Young explained that no matter what capacity he was working in, he was always striving to make Queen’s campus more “compassionate and empathetic” when it came to mental health, gender/sexual diversity, sexual violence, and anti-oppression. 
This was especially important in Young’s time at Queen’s, serving  a two-year term as the University’s 34th Rector.
“Being named a recipient further solidifies my belief that I’ve been surrounded with inspiring and exceptional human beings and leaders consistently during my time here.”
Young explained that the award belonged to more than just himself, but the people around him who he’s learned from and grown with. 
“This award is an incredibly humbling reminder that the work helps people and makes lives better in some way,” Young said. 
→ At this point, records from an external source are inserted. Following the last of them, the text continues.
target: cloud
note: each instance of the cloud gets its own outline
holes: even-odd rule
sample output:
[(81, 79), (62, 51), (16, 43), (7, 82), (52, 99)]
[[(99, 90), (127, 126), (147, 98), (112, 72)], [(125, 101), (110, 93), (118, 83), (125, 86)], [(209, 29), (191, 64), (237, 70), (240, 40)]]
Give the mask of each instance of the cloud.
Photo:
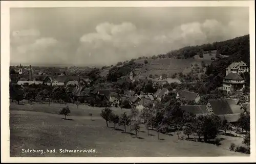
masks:
[(11, 63), (46, 64), (68, 61), (64, 44), (52, 37), (44, 37), (40, 32), (28, 29), (14, 31), (11, 36)]
[(132, 22), (103, 22), (95, 27), (96, 32), (85, 34), (80, 38), (75, 58), (87, 59), (83, 61), (86, 64), (113, 64), (140, 56), (157, 55), (186, 46), (211, 43), (238, 35), (246, 35), (249, 33), (247, 25), (206, 19), (164, 31), (151, 31), (139, 29)]

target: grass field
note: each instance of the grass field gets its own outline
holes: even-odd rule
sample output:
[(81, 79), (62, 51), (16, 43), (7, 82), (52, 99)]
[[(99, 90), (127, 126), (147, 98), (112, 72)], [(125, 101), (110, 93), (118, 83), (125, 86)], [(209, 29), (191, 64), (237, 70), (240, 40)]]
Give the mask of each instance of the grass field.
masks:
[[(65, 105), (58, 104), (25, 103), (18, 105), (10, 102), (10, 156), (248, 156), (229, 151), (231, 142), (239, 144), (242, 138), (228, 136), (221, 137), (222, 145), (217, 146), (193, 141), (178, 140), (176, 134), (159, 134), (151, 130), (150, 136), (144, 125), (135, 138), (135, 132), (122, 126), (114, 129), (100, 116), (102, 108), (69, 104), (71, 113), (64, 120), (58, 111)], [(129, 110), (113, 108), (120, 115)], [(93, 114), (92, 121), (89, 114)], [(55, 149), (96, 149), (96, 153), (23, 153), (22, 149), (46, 150)]]

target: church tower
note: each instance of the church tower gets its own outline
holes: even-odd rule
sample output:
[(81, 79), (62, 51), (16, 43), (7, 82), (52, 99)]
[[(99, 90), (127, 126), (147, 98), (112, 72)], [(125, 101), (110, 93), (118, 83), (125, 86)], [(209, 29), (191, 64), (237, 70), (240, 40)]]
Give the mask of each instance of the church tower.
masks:
[(132, 81), (133, 80), (133, 71), (131, 71), (131, 73), (130, 73), (130, 79)]
[(22, 64), (19, 64), (19, 69), (18, 69), (18, 74), (22, 74)]

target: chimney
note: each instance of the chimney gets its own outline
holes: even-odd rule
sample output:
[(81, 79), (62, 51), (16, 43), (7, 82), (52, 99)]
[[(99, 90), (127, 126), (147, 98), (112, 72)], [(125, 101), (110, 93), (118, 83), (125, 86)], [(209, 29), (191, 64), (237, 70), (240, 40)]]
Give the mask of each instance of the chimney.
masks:
[(31, 81), (31, 65), (29, 66), (29, 81)]

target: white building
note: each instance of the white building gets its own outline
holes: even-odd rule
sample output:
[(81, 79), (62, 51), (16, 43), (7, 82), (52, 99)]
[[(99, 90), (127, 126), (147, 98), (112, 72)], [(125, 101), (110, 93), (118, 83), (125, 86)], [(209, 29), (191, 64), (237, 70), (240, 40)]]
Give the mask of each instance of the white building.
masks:
[(244, 79), (238, 74), (229, 73), (223, 78), (222, 90), (228, 93), (234, 91), (242, 91), (245, 87), (244, 83)]
[(226, 75), (230, 73), (240, 74), (245, 72), (249, 72), (249, 67), (243, 61), (233, 62), (226, 69)]

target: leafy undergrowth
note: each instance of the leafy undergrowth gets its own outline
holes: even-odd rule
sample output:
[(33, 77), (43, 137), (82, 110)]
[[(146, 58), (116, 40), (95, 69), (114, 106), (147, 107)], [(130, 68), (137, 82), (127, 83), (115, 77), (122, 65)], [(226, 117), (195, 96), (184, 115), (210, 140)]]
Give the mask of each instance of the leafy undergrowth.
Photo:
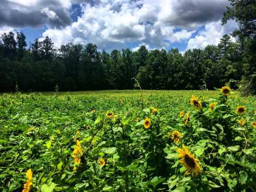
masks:
[(229, 93), (3, 94), (0, 191), (253, 191), (256, 99)]

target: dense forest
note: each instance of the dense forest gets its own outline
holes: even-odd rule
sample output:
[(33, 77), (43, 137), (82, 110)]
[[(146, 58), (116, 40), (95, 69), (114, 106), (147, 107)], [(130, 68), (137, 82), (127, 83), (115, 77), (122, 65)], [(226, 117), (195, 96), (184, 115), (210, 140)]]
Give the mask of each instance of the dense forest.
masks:
[(226, 34), (217, 46), (188, 50), (183, 55), (177, 49), (147, 50), (143, 46), (135, 52), (109, 53), (93, 44), (70, 43), (55, 50), (48, 37), (28, 46), (22, 32), (5, 33), (0, 38), (0, 91), (17, 87), (22, 91), (53, 91), (57, 85), (59, 91), (138, 89), (135, 79), (142, 89), (209, 90), (230, 79), (255, 88), (255, 15), (233, 2), (222, 22), (236, 18), (239, 29), (232, 35), (237, 40)]

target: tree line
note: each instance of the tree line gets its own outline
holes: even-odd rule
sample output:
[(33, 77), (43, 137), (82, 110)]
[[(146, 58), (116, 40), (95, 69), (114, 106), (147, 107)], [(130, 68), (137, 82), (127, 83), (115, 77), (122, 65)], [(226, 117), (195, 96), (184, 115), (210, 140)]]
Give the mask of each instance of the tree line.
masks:
[(240, 81), (237, 86), (243, 92), (249, 88), (255, 94), (255, 2), (229, 1), (222, 24), (236, 20), (239, 29), (232, 35), (237, 40), (226, 34), (218, 46), (184, 54), (177, 49), (147, 50), (144, 46), (134, 52), (107, 53), (93, 44), (69, 43), (57, 50), (48, 37), (35, 39), (28, 49), (22, 32), (4, 33), (0, 38), (0, 91), (13, 91), (17, 86), (23, 91), (54, 91), (56, 85), (60, 91), (133, 89), (138, 88), (136, 78), (148, 90), (210, 90), (233, 79)]
[(58, 50), (48, 37), (37, 39), (26, 49), (25, 36), (11, 32), (1, 37), (0, 91), (24, 91), (132, 89), (135, 78), (143, 89), (198, 90), (220, 87), (232, 79), (241, 80), (247, 55), (241, 41), (225, 35), (217, 46), (188, 50), (138, 51), (110, 53), (97, 46), (69, 43)]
Lauren Winkler, ArtSci ’17 
This year, Winkler was President of the Queen’s Native Student Association as well as Deputy Commissioner of Indigenous Affairs under the Social Issues Commission. 
“In these roles I act as an Indigenous student voice on various committees such as the TRC Task Force, the Sexual Violence Prevention and Response working group, and Aboriginal Council of Queen’s University,” Winkler said. 
Winkler also spoke to how she focuses on creating visibility and educating Queen’s staff, faculty, and students on Indigenous history, culture and current affairs. 
“I have worked very hard this year to work toward creating a more inclusive campus for Indigenous students and have worked on multiple projects that I feel very passionate about.”
Winkler hopes that her work will help raise awareness for the opportunities that Indigenous students have on Queen’s campus and inspire them to get involved.